Want further proof that remote work is on the rise, despite reluctance from some companies? Here are excerpts from an article, written by Valerie Bolden-Barrette for HRDive titled, Working remotely is now the norm for developers, new study shows
- Eighty-six percent of IT developers work remotely, with almost one-third working from home full time, according to a study by DigitalOcean, a cloud-based platform. Of the more than 4,500 respondents to the study, Currents: A Seasonal Report on Developer Trends in the Cloud: Remote Work Edition, 43% said that the ability to work remotely is “a must-have” when considering a job offer.

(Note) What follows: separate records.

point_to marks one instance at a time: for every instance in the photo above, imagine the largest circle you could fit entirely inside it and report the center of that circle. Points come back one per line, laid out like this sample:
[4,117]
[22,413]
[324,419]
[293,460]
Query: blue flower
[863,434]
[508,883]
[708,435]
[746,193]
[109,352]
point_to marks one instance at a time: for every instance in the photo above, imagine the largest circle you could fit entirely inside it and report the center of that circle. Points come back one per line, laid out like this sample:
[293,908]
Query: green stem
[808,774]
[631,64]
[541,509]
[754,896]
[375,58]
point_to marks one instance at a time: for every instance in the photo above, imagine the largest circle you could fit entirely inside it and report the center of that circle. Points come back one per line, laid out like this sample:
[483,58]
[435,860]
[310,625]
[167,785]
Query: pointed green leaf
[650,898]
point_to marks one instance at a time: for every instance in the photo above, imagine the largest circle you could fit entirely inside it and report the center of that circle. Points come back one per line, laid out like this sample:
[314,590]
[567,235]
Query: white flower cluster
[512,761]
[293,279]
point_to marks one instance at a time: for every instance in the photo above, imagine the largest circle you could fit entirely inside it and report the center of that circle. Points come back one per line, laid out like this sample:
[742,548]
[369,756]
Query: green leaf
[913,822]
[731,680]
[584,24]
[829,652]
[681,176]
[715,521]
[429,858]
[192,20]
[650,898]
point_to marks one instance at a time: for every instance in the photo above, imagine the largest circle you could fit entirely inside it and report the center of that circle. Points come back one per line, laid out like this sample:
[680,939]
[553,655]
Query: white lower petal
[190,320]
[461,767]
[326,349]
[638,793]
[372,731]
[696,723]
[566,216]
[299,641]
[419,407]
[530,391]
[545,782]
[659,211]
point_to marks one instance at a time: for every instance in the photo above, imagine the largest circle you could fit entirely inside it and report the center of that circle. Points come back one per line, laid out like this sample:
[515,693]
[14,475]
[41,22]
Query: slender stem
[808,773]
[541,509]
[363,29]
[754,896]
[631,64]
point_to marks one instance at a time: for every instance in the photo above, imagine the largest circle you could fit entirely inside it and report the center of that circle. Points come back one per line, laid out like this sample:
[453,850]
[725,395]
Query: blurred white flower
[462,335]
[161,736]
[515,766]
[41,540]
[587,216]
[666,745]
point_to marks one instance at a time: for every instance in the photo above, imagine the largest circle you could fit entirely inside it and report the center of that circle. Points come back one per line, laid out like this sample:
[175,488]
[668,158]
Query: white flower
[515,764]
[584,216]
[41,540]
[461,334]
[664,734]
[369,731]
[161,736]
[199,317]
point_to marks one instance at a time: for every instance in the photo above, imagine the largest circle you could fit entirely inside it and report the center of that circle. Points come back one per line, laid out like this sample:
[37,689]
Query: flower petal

- Contrary to the belief that remote workers are isolated and disengaged from the workforce, 71% of respondents who work remotely said they feel connected to their organization’s community. However, the 29% of remote workers who feel isolated said they’re disengaged from their company’s culture and excluded from offline conversations with team members when working offsite. Seventy-six percent of respondents expected remote work to offer more work-life balance, but many reported working longer hours and that their work-life balance was only slightly better than their onsite colleagues.
- Although remote work is considered the norm for developers, a plurality (47%) started working offsite between one and four years ago. The study also found that on a scale of 1-5, a flexible work schedule was “very important” to many of the respondents (44%).
Despite the above-mentioned stats that shows an upward trajectory, that more companies are adopting a remote workforce mentality-you will have to build a compelling case on the benefits of remote work if your employer does not believe it in.
Here’s some additional stats from the article; “Remote work has swiftly become a norm, especially in a tight labor market with more specialized jobs. Since 2005, the number of U.S. employees who work from home at least half the time has more than doubled, according to the U.S. Bureau of Labor Statistics. But employers have been comparably slow in outlining how such arrangements work for their companies; a majority of employers surveyed in a 2018 Upwork study lacked any official remote work policy”.
Bottomline: There are certain jobs like payroll and HR and in some industries that require employees to be in the office or on a job site. On the other hand, other jobs like software programing or sales can be done remotely. In the end, if you have presented a strong business case on the reasons why you should work remotely, and it does not match with your employers’ corporate culture, it might be best, in the end, to start looking elsewhere.